So I understand the method used in this solution, and I know my method is incorrect, but I was just looking for an explanation why.
I was thinking that if I choose any spot on the circumference, there's a $1/2^{n}$ probability that all $n$ points lie in the semicircle starting from that spot on the circumference. Why couldn't you just integrate this probability from 0 to 1 representing moving the spot around the whole circle?
Again, I know this is the wrong and just looking for reasoning why.
On
Your reasoning would be correct if you wanted the probability that all $n$ points are in a random semicircle. The desired probability, however, is the probability that all $n$ points all fall within the same (but not predetermined) semicircle.
Thus, for example, a single point obviously falls within the same semicircle as itself. However, integration gives the probability that the point falls within a randomly selected semicircle, which is $1/2$.
I don't see an obvious way to integrate something to get the right answer. Integrating is basically a form of addition (or (weighted) averaging if you prefer), but the things you're adding are not disjoint events.
E.g. let $E_\theta$ be the event that all the $n$ points are in the semicircle starting at the angle $\theta$ and going clockwise. Then for all $\theta, P(E_\theta) = 1/2^n$. But how do you add $E_\theta$ and $E_{\theta + \epsilon}$ for some small $\epsilon$? Those are overlapping semicircles.
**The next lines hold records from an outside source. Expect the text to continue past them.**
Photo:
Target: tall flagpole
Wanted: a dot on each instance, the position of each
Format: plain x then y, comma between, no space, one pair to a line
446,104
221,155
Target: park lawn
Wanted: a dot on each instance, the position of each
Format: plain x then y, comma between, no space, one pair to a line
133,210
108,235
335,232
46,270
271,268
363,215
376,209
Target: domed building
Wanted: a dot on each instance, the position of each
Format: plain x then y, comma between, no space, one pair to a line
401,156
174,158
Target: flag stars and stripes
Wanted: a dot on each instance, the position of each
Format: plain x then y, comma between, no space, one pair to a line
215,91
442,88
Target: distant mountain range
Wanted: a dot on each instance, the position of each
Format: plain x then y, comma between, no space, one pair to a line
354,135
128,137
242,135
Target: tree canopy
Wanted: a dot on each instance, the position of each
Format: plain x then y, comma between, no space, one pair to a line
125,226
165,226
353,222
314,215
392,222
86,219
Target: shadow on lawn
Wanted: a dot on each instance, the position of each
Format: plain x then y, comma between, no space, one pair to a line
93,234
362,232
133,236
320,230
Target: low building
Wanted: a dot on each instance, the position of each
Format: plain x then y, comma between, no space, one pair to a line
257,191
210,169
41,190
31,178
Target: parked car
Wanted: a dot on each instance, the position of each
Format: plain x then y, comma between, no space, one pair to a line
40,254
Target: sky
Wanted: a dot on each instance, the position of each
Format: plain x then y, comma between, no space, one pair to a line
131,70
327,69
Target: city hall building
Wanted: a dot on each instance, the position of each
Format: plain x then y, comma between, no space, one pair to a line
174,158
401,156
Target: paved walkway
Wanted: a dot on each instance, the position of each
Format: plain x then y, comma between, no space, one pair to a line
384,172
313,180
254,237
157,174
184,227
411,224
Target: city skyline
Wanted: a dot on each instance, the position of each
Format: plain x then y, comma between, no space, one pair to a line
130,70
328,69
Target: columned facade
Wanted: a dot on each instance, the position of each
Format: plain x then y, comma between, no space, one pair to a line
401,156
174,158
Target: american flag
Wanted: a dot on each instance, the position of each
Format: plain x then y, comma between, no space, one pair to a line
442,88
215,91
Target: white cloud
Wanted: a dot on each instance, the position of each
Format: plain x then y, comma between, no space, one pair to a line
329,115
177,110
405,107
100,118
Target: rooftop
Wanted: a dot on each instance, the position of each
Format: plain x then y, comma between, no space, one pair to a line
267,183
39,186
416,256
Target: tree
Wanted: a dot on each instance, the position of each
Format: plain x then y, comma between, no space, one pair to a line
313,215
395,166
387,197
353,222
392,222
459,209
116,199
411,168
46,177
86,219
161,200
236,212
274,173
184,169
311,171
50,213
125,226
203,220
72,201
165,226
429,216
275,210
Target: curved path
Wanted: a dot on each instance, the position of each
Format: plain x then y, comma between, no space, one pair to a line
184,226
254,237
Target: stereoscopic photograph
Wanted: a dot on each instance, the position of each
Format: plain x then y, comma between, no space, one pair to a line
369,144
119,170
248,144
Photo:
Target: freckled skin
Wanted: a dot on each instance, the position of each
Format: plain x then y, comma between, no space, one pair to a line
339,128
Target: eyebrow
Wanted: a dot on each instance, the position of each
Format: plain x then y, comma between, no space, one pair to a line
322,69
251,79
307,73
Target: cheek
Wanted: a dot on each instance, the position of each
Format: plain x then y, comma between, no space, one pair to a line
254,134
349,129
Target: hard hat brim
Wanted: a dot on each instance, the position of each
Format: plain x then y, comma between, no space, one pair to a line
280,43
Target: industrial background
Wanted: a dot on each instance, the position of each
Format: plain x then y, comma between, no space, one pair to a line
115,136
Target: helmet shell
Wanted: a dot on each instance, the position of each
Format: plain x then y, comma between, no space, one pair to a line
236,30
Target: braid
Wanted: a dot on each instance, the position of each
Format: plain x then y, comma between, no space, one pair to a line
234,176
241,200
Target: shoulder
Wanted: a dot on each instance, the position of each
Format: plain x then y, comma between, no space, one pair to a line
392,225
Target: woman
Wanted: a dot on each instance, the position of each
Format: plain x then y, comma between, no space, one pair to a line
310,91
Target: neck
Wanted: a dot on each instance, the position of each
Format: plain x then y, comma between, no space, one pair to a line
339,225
I find it hard to imagine any integral like $\int_0^{2\pi} P(E_\theta) \,\,\text{blah} \,\, d \theta$ would give you the right answer.
In particular, your original suggestion is equivalent to saying $\text{blah} = {1\over 2\pi}$, which is the density for picking the semicircle uniformly, so the result is $\int_0^{2\pi} P(E_\theta) {1\over 2\pi} d \theta = 1/2^n = $ Prob that a random semicircle (the one at a random $\theta$) contains all $n$ points (as Brian also pointed out).